«Bricoleurs du dimanche» – Anatomie d'une manipulation

FO Hebdo 3091

Le collectif de salariés de Leroy Merlin et de Castorama spontanément mobilisés pour travailler le dimanche cache en fait une opération de propagande préparée en amont par deux enseignes de bricolage, qui y ont mis les moyens: agence de communication, sondages sur mesure, avocat et antichambres patronales s’agitent dans l’ombre.

Mercredi 2 octobre,les «Bricoleurs du dimanche» ont sorti les T-shirts. Cent cinquante salariés de Leroy Merlin et Castorama se sont donné rendez-vous à proximité de l’hôtel Matignon.Sifflets et pancartes sont de mise, le mouvement entend montrer sa détermination au mur de journalistes qui couvrent l’événement: France 2, France 3, Canal+, i>Télé, BFMTV, France Inter, France Info, RTL, Radio Classique, L’Humanité, Le Parisien et Le Figaro sont là. La presse a répondu massivement à l’appel du petit nombre de manifestants.Une banderole a été imprimée pour l’occasion, on peut y lire: «Si on attend le rapport, on est morts». Le rapport dont il est question est celui que le gouvernement a commandé deux jours plus tôt à l’ex-P-DG de La Poste, Jean-Paul Bailly, sur la question du repos dominical. L’organisation de la manifestation est impeccable… Comment un mouvement de salariés présenté comme spontané a-t-il le temps et les moyens d’être aussi efficace?

Tout simplement parce qu’une agence de communication est aux manettes pour suivre et coordonner les actions du collectif. Cette agence, Les Ateliers Corporate, a parmi ses clients les enseignes Castorama et Leroy Merlin. Le job des Ateliers: attirer le plus de journalistes possible et agir ainsi sur l’opinion publique comme moyen de pression sur le législateur. Pour cela, l’agence cherche, selon son propre site Internet, à «identifier tous ceux, journalistes, blogueurs ou prescripteurs, qui par leur capacité d’influence contribueront à exprimer la transformation de l’entreprise». En résumé, ces professionnels de la communication travaillent sur l’image des entreprises et dans le cas des «Bricoleurs du dimanche», ils cherchent à présenter les intérêts privés des actionnaires de Leroy Merlin et de Castorama en intérêt général des salariés. Et il semble que cet exercice de haut vol porte ses fruits.

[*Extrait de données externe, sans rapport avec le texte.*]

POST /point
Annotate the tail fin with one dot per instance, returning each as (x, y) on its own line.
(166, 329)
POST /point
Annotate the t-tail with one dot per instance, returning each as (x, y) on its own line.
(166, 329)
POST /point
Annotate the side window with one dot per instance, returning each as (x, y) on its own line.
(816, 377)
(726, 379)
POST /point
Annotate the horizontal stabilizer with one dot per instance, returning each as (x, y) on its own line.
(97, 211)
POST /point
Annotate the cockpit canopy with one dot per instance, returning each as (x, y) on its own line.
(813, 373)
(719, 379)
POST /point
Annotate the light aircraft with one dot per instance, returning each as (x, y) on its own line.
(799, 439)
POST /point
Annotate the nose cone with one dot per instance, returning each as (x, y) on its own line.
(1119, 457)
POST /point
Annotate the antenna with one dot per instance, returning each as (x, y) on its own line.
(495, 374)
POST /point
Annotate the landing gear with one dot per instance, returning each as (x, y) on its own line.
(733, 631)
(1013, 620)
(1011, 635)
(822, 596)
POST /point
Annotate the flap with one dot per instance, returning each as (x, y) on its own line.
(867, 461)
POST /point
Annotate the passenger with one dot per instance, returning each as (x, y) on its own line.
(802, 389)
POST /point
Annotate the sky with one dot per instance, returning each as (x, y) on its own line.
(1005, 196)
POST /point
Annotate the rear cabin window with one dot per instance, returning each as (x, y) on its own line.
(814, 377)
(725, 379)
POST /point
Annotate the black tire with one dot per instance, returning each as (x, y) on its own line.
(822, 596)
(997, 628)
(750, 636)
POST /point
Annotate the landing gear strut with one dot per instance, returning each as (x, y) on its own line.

Tout a commencé en décembre dernier: quelques jours après l’assignation en justice de Leroy Merlin et de Castorama par Bricorama, l’agence de communication animait une réunion de crise. Une centaine de salariés approchés par leur direction étaient présents. Un témoin, déniché par Adrien Oster, journaliste au Huffington Post, raconte: «L’après-midi, on a été divisés en sous-groupes pour travailler sur différents thèmes, comme les moyens d’action à mettre en place, le nom du collectif, etc. En présentant notre travail aux consultants, certains ont eu l’impression que le débat était orienté et qu’ils nous menaient là où ils voulaient. Ils ont d’ailleurs éliminé pas mal de nos idées et au final, les moyens d’action que nous avons arrêtés ressemblaient beaucoup à ceux qu’ils nous avaient présentés le matin.» Le témoin précise que cette journée a été organisée sur son temps de travail et que la direction a tout financé, y compris les frais de déplacement et le buffet.

«Quand nous avons manifesté entre Montparnasse et le ministère du Travail, la direction a loué un bus, nous a fourni des sandwichs et on s’est servis dans les rayons pour préparer le défilé. Tout a été financé de A à Z par les patrons.»

Au sein des Ateliers Corporate, c’est Xavier Yvon qui est chargé de mettre de l’huile dans les rouages. «On les aide pour que les médias s’en occupent», explique le communicant à une journaliste de France 5. Scène stupéfiante: c’est lui qui sert de correspondant avec le haut fonctionnaire de Matignon venu le rencontrer. C’est aussi lui qui désigne à ce même fonctionnaire le porte-parole du mouvement que le Premier ministre recevra quelques minutes plus tard.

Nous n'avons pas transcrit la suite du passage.